Mas la interpelada, apartándose, le contestó desdeosamente:
—Guárdate tu néctar i tu perfume. Yo no cederé jamas una sola de mis moléculas. Mi vida vale mas que la tuya. Adios!
I rodó, deslizándose voluptuosamente, a lo largo de las floridas orillas, evitando todo contacto impuro, sin ponerse al alcance de las raíces ni de las aves, i huyendo de pasar por las branquias de los pececillos que pululaban en los remansos.
De pronto el cielo, el sol, el paisaje entero desaparecieron de improviso. El arroyo se había hundido otra vez en la tierra i corria entre tinieblas hacia los desconocido.

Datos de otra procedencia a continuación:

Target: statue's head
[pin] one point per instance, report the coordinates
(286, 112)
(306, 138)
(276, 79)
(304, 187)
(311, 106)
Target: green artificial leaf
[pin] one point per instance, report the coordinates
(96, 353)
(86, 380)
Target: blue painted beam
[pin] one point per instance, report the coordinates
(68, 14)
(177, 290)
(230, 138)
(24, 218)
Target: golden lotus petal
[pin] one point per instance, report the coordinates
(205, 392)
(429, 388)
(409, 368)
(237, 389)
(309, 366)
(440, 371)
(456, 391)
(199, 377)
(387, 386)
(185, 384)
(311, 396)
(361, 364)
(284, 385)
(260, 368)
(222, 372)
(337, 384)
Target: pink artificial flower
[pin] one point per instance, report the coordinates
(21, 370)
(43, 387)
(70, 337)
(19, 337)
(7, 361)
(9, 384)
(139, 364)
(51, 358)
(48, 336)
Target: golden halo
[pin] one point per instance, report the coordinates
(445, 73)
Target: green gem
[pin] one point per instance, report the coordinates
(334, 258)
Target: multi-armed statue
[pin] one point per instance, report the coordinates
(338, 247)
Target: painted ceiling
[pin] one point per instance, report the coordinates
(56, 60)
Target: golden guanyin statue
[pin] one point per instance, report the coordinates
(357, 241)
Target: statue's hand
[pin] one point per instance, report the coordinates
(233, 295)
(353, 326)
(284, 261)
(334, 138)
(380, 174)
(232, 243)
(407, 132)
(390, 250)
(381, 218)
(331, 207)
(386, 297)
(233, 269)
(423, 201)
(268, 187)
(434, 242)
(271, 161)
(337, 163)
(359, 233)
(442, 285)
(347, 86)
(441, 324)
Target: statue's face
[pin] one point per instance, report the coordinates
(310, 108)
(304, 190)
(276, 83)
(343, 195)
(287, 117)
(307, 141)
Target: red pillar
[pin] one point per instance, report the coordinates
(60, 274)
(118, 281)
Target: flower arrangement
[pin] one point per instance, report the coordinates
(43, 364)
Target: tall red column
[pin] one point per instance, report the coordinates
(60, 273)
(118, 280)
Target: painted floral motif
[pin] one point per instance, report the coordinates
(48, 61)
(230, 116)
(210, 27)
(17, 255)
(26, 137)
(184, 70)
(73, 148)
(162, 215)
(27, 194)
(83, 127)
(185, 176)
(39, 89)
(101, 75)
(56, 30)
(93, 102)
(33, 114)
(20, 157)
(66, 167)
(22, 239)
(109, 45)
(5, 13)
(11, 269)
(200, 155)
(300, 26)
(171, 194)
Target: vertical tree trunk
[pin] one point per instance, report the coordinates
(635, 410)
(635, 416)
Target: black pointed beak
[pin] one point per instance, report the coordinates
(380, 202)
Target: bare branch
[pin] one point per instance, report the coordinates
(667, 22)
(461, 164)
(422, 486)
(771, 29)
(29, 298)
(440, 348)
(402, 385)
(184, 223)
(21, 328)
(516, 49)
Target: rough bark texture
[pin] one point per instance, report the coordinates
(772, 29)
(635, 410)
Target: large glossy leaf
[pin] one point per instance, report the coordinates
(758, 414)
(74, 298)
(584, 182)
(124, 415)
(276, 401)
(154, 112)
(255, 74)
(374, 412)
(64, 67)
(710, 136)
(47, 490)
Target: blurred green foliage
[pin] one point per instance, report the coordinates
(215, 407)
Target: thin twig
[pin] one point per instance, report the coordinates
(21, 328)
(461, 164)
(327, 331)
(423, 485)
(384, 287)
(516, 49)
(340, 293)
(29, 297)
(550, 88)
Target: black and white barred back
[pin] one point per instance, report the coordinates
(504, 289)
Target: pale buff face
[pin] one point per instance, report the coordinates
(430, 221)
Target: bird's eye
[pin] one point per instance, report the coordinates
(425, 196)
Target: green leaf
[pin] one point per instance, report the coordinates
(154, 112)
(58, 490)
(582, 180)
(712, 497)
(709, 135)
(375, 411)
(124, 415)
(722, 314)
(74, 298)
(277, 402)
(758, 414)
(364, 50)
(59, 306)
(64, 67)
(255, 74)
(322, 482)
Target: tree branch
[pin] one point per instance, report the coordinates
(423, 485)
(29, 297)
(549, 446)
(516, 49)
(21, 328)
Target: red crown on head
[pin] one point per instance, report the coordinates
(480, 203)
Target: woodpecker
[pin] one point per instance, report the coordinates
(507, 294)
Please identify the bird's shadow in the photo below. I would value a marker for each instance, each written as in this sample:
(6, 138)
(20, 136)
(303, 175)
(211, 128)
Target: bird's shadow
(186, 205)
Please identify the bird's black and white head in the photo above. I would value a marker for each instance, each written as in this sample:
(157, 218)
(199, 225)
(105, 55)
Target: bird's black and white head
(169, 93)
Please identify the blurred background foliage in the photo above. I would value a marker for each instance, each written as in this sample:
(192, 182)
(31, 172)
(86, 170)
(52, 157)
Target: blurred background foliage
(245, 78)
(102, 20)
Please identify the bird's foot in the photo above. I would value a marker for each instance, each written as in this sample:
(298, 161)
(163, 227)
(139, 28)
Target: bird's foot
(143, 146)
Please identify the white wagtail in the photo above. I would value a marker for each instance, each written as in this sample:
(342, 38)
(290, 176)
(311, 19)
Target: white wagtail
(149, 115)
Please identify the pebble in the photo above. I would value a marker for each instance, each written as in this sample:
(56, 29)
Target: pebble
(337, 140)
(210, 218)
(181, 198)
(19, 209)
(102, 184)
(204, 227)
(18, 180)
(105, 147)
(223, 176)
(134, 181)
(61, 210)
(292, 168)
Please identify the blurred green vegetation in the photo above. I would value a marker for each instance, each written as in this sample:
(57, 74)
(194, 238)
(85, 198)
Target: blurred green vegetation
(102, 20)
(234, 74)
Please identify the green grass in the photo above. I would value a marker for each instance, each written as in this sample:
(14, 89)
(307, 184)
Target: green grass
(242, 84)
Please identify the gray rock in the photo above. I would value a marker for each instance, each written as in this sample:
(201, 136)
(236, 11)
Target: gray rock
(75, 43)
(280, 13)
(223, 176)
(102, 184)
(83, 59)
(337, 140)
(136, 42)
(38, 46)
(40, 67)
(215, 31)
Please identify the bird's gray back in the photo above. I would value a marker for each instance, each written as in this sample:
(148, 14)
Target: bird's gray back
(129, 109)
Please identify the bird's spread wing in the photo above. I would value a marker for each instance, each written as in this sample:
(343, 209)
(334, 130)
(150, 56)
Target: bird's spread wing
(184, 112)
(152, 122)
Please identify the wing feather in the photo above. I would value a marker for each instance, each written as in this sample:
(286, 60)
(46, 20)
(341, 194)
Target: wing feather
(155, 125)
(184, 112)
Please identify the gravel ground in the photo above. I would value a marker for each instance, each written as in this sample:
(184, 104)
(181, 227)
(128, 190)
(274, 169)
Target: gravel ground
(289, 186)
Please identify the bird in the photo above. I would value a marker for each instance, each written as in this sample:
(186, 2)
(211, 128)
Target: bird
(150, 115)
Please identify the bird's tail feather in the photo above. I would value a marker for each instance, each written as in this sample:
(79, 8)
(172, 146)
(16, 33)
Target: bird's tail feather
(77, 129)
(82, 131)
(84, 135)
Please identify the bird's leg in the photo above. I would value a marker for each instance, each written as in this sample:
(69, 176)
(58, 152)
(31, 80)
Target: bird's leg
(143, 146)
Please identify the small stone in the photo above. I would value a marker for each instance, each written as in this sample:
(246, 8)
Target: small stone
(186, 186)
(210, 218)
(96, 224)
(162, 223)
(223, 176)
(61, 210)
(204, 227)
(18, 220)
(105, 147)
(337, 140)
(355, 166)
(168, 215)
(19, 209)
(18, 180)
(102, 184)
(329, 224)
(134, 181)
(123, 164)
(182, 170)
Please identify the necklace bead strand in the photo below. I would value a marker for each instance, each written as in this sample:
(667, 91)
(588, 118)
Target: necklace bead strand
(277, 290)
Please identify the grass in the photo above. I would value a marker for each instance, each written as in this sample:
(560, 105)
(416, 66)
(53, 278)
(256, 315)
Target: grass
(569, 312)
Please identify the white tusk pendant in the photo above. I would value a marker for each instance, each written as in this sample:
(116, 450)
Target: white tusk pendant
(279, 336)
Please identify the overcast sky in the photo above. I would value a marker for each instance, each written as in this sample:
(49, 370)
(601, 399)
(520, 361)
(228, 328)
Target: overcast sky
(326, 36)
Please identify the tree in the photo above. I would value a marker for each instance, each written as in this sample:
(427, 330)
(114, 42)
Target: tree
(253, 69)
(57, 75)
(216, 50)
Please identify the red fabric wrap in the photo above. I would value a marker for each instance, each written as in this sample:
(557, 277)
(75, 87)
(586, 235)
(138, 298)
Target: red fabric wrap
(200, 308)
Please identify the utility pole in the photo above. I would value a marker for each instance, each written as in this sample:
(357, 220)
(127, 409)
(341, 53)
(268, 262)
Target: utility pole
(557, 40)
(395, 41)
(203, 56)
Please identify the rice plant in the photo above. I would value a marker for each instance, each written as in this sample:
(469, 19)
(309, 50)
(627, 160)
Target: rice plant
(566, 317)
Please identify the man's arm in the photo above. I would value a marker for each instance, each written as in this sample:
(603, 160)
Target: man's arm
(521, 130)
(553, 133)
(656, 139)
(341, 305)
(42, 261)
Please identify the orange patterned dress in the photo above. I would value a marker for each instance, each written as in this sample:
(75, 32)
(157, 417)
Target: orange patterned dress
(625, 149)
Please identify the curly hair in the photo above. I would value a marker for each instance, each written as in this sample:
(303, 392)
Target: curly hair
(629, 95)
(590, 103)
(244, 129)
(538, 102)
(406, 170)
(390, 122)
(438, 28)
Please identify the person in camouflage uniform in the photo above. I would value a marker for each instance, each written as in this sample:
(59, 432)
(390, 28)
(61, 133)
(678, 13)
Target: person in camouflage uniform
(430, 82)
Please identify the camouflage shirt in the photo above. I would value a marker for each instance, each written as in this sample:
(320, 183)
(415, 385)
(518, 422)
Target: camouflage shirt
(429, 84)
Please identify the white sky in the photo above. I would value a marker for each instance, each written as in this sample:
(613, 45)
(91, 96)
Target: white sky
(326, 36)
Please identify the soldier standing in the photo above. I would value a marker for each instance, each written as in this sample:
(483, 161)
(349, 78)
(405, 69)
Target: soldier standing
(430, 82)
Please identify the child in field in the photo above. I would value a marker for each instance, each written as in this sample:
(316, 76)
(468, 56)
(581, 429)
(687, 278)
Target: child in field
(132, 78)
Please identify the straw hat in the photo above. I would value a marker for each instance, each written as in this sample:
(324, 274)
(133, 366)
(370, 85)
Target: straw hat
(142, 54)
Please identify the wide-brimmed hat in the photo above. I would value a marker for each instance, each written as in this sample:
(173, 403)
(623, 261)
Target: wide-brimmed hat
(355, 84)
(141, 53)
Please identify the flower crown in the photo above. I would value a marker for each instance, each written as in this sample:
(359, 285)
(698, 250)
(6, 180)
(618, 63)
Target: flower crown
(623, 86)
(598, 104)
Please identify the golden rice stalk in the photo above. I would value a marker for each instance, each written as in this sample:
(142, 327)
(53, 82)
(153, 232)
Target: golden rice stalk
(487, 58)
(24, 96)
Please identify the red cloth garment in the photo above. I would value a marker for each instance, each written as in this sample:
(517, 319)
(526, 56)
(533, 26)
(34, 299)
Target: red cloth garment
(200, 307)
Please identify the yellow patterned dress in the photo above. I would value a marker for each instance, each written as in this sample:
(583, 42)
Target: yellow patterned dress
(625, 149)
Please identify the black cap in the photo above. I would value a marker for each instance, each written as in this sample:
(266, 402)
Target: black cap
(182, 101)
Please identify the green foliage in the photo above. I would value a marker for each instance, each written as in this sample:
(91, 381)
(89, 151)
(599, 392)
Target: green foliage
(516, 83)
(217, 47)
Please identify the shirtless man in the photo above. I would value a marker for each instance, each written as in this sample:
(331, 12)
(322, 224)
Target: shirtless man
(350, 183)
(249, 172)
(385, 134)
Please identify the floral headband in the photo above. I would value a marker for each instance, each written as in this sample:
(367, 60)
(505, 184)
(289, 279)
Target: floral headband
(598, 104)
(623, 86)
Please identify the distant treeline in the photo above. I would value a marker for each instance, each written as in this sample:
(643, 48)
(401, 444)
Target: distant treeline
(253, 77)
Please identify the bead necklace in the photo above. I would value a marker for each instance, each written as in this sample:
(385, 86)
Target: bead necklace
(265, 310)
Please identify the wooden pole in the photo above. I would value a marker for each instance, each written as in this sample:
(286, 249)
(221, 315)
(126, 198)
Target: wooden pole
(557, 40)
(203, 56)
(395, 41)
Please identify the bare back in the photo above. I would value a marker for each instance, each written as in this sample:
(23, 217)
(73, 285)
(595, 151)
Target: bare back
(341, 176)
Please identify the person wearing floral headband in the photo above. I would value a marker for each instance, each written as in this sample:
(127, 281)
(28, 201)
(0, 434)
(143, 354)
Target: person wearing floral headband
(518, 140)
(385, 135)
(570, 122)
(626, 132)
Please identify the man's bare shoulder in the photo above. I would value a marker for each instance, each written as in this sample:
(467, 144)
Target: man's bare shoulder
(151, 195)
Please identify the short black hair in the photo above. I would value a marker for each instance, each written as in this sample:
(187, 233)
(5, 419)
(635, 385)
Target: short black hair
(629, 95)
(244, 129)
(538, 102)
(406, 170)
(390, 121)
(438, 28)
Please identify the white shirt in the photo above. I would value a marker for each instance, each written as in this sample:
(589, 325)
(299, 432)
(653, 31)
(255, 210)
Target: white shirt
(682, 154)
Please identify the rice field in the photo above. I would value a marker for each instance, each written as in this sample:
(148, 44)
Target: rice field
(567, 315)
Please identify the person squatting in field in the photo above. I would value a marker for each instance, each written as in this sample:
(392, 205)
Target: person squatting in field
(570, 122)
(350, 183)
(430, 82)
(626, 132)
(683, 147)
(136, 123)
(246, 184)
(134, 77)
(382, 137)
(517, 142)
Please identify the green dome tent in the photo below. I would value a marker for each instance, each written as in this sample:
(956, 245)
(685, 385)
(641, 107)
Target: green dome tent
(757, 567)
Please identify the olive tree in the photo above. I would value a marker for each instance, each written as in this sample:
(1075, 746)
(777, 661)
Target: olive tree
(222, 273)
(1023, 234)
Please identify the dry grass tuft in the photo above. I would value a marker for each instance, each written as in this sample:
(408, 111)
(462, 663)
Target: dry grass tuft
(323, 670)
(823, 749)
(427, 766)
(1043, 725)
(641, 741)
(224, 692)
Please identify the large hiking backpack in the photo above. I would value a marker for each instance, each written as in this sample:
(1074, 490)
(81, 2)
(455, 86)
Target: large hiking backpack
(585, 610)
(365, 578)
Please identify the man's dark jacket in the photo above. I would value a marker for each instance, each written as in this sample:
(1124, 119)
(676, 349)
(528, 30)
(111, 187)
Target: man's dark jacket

Arrastrada por el torrente subterráneo la hija del sol i de la nieve, temerosa de que el choque contra un obstáculo invisible la disgregase, aumentó la cohesion de sus átomos de tal modo que cuando las ondas tumultuosas se apaciguaron, ella estaba intacta i tan aturdida, que no hubiera podido precisar si aquella carrera desenfrenada habia durado un minuto o un siglo.
Aunque la oscuridad era profunda, conoció que se encontraba sumerjida en una masa de agua mas densa que la del arroyo, i en la cual ascendia como una burbuja de aire. Una claridad tenue que venia de lo alto i que aumentaba por instantes, iba disipando paulatinamente las sombras. Subia con la rapidez de una saeta. I antes de que pudiera observar algo de lo que pasaba a su rededor, se encontró otra vez bajo el cielo iluminado por el sol.
¡Qué estraño le pareció aquel paraje! Ni árboles ni colinas, ni montañas, limitaban la desmedida estension del horizonte!
Por todas partes, como fundida en un inmenso crisol, una lámina de esmeralda se estendia hasta el mas remoto confin.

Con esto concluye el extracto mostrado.